On those levels, KILLER ELITE offers up ample intrigue and
agreeable visceral mayhem. Yet,
for as badass and well orchestrated as the action is in the film, the rest
of the period specific storyline is of the decided hit-or-miss variety. The film never does a thoroughly decent job of immersing us
in its early 80’s settings (aside from some props here and there, it
just as well could have been set in the present) and the overall storyline
is frankly confusing at times.
When the script is not really clicking on all intended narrative
cylinders, we have to sit through some punishingly conventional dialogue,
like “You can’t run from who you are” and “I’m done with
killing” or, my personal favourite, “Killing is easy, living with it
is the hard part.” Ouch.
Then there is the film’s love interest for Danny that seems so
woefully tacked on and ill-defined that the screenplay sometimes forgets that
she even exists.
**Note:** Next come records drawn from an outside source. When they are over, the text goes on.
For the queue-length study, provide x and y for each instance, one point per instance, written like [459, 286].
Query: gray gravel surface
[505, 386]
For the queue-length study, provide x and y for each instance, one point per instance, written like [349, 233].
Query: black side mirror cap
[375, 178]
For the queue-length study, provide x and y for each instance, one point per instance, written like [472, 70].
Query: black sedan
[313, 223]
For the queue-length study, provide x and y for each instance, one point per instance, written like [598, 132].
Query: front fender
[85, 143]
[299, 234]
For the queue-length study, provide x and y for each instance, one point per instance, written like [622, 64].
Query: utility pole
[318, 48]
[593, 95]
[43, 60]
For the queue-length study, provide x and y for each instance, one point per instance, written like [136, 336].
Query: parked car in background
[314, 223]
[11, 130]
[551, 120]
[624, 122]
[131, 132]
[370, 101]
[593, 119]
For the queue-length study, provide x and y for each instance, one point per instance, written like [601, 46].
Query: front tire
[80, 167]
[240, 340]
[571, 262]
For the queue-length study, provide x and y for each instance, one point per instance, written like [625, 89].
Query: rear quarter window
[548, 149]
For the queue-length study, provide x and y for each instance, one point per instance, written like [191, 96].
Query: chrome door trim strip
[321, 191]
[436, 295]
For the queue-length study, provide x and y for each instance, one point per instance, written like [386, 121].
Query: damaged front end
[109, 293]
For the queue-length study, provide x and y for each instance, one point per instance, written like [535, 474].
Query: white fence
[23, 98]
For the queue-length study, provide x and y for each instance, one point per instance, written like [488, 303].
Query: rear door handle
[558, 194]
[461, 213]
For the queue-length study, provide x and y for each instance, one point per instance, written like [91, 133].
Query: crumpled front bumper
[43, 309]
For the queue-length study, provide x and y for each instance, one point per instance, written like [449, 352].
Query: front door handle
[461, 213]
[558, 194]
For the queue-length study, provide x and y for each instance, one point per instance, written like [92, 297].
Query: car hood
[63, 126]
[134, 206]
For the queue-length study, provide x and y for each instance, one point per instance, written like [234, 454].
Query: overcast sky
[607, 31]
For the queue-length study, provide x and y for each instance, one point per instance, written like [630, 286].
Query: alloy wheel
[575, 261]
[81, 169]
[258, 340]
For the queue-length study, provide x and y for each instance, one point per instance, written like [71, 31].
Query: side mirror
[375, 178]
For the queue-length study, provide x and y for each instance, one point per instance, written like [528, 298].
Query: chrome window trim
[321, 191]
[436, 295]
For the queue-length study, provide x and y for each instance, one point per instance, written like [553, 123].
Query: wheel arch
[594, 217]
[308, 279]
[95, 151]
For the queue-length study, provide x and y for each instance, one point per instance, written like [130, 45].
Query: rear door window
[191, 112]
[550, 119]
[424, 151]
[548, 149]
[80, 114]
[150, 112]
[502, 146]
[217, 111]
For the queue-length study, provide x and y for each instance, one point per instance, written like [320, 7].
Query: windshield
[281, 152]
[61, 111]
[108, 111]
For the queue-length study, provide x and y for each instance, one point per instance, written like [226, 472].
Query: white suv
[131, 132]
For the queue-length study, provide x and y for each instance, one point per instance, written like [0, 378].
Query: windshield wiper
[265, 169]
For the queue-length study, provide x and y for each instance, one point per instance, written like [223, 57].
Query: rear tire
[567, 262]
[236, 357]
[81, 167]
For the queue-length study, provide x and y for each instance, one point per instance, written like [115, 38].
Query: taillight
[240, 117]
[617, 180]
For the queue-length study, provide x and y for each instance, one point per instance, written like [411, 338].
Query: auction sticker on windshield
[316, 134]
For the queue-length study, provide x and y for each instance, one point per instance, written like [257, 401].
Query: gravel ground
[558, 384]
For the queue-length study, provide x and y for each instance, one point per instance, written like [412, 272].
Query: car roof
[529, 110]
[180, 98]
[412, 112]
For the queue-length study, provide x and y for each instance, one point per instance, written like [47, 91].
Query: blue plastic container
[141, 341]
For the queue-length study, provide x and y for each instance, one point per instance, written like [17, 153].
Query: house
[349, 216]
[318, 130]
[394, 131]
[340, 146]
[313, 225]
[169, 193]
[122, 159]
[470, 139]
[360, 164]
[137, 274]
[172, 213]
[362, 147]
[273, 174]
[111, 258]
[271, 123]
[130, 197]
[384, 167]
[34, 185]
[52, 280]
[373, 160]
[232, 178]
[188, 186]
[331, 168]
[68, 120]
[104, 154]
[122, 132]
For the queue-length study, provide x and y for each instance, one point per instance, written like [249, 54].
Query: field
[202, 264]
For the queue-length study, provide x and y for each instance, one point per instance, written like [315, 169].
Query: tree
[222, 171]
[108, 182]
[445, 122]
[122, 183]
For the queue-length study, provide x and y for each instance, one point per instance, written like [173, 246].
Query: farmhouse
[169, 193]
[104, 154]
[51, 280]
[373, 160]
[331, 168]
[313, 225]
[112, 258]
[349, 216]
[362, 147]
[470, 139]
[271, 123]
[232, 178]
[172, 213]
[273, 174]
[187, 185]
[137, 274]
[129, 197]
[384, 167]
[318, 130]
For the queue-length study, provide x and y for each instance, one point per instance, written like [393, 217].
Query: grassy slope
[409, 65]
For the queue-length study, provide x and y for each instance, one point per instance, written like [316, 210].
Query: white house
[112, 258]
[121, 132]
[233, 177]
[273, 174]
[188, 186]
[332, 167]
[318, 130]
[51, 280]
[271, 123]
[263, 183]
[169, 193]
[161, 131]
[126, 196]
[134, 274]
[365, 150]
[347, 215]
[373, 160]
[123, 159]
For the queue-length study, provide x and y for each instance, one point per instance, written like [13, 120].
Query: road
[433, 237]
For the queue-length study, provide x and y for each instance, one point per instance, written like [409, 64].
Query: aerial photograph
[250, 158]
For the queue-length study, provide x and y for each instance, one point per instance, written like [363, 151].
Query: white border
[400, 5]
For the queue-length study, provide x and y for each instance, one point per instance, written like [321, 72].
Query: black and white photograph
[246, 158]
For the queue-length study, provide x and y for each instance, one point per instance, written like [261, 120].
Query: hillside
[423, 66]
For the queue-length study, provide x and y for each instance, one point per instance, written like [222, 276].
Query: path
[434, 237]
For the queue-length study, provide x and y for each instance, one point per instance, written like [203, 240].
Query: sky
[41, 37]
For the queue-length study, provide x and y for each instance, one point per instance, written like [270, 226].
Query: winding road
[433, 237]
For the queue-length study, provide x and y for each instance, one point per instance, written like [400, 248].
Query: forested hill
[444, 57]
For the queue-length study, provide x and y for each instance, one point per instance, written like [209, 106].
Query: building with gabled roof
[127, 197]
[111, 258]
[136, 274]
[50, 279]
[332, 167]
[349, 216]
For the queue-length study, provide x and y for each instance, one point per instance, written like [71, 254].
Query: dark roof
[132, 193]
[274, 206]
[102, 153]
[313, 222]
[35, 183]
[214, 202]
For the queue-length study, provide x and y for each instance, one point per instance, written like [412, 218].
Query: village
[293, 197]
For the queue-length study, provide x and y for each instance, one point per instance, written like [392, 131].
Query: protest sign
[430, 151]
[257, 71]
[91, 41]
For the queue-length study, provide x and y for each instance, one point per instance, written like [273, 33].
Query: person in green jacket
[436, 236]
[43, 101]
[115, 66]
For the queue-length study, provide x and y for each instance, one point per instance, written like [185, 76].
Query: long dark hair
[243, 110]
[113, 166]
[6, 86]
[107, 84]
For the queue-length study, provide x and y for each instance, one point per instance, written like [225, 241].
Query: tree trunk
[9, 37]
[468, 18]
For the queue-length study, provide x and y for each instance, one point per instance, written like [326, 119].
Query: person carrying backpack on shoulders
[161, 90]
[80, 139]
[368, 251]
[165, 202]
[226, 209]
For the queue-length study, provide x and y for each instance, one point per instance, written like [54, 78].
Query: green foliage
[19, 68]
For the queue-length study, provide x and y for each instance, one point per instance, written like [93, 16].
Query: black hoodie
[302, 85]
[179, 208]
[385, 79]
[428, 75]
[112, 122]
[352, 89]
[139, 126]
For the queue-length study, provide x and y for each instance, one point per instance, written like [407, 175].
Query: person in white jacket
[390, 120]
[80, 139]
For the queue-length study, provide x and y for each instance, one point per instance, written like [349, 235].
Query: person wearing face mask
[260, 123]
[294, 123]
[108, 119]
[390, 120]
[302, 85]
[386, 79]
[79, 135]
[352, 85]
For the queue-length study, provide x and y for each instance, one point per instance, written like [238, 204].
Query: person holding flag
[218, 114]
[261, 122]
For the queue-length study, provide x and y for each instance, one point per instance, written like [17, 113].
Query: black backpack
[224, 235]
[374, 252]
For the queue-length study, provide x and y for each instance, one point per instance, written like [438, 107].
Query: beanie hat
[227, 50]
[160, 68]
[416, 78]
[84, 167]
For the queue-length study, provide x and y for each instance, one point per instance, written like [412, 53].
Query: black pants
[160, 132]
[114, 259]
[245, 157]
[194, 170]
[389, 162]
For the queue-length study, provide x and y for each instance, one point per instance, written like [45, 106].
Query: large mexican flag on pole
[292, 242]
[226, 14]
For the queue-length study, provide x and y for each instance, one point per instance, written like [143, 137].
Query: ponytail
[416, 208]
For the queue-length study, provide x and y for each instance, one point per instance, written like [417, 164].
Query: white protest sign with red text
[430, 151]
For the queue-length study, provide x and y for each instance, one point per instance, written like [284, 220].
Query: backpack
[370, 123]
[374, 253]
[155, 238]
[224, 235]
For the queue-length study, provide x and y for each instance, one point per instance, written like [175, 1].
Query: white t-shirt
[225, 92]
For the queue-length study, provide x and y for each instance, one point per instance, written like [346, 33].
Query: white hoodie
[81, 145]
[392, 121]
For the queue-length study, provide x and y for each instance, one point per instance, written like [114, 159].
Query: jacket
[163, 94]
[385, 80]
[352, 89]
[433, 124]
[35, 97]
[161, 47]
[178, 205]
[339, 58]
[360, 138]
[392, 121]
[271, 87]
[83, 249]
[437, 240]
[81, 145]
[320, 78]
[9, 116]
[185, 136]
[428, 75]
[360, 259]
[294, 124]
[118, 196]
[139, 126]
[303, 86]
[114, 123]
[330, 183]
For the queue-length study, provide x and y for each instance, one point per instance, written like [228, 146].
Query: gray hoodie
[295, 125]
There is much to appreciate in seeing the luminous façade of
Strahovski in the film, but beyond that, she’s delegated to pure
window-dressing mode as the beleaguered one-note girlfriend. De
Niro is the other thorny problem here.
It’s great to see him go back to something that does not have the
word “Focker” in its title, and the veteran actor has some nice
moments in the film, like when he easily disarms a much younger opponent
late in the proceedings and has a confrontation with The Agent, but
beyond that De Niro’s heart never seems invested in this role, outside
of receiving a payday. Even
more disappointing is that, considering the film's advertising, he occupies
only about a third of the screen time, which means he’s essentially
pared down to a
glorified cameo here. KILLER
ELITE may not know how to harness all of its talent as well as it could
have and really fumbles and teeters around its somewhat long running time with
telling a cohesive story, but as a visceral action thriller first and
foremost - and not much more - it works.
I left the theatre feeling empty, but oddly satisfied.